L’architecture d’intérieur devient alors un support pour l’art, où tous les détails sont calculés, où tous les éléments sont mesurés. Tout est pensé pour faire écho à l’univers de l’artiste, à commencer par les couleurs et les matériaux, inspirés directement de ses peintures. Du bois teinté avec son vert profond, à la résine minérale couleur bordeaux, ou encore du grès cérame Winckelmans, clin d’œil au savoir-faire nordiste.
« L’architecture devient un tableau en trois dimensions, jouant avec les perspectives faussées, les couleurs franches, et les matières expressives comme une immersion dans une peinture vivante.
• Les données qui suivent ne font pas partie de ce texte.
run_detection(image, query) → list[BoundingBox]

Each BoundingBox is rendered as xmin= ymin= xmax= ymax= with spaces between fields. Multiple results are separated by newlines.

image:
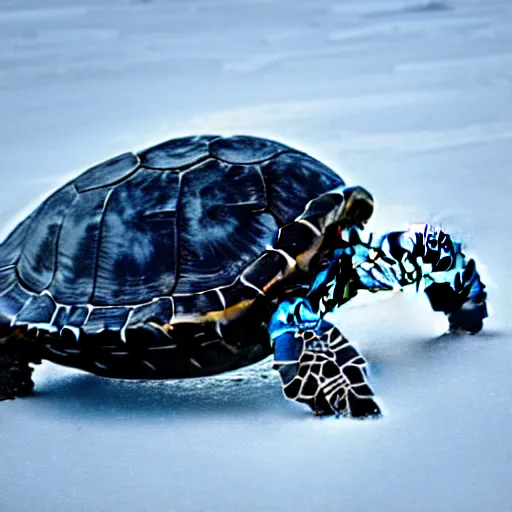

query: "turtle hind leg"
xmin=0 ymin=331 xmax=38 ymax=401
L’ambiance n’est pas réaliste, mais émotionnelle, à l’image du regard subjectif de Hockney. »

Le niveau inférieur, baptisé « La Piscine », rend hommage au tableau A Bigger Splash (1967). Dans cette salle de restauration, le visiteur est plongé dans l’univers chromatique du peintre, à travers les matériaux choisis avec soin. Mais ce sont les détails qui rendent l’expérience plus immersive. Une échelle représente le plongeoir, et la grande ouverture entre le rez-de-chaussée et le sous-sol invite symboliquement le visiteur à plonger dans la piscine. Et quoi de mieux, finalement, que de penser cette salle aux différentes zones humides comme une pièce d’eau cachée sous les étages.
Dans PALET, chaque niveau raconte une histoire, et compose une ambiance. Au rez-de-chaussée, « Le Salon », un bar lounge qui accueille les visiteurs en préambule du restaurant-galerie. Le mobilier s’inscrit pleinement dans l’univers du peintre, au-delà des œuvres, mais jamais sans trahir son utilité.
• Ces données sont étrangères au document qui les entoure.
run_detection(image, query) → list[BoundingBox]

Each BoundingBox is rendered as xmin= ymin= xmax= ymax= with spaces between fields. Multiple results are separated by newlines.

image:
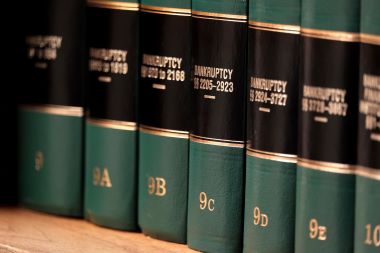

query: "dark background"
xmin=0 ymin=0 xmax=26 ymax=205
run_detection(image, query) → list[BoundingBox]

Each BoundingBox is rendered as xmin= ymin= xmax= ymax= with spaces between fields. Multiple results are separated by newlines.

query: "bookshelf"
xmin=0 ymin=207 xmax=196 ymax=253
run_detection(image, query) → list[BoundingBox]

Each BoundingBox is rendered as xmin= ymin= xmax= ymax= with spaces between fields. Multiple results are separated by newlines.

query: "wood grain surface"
xmin=0 ymin=207 xmax=196 ymax=253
L’étage supérieur quant à lui est évocateur, « La Galerie », une salle d’exposition de 18 couverts où l’on déjeune entouré d’œuvres, où l’expérience culinaire se vit comme dans un musée vivant. Chaque table est un point d’observation, et chaque plat est un prolongement de la scénographie.
Et pour clore la visite, un promontoire suspendu, « Le Balcon », offre une vue plongeante sur La Galerie, apportant une autre lecture des œuvres, un autre regard, un jeu de perspective qui incite le visiteur à revenir pour découvrir une nouvelle approche dans l’expérience sensorielle que propose PALET.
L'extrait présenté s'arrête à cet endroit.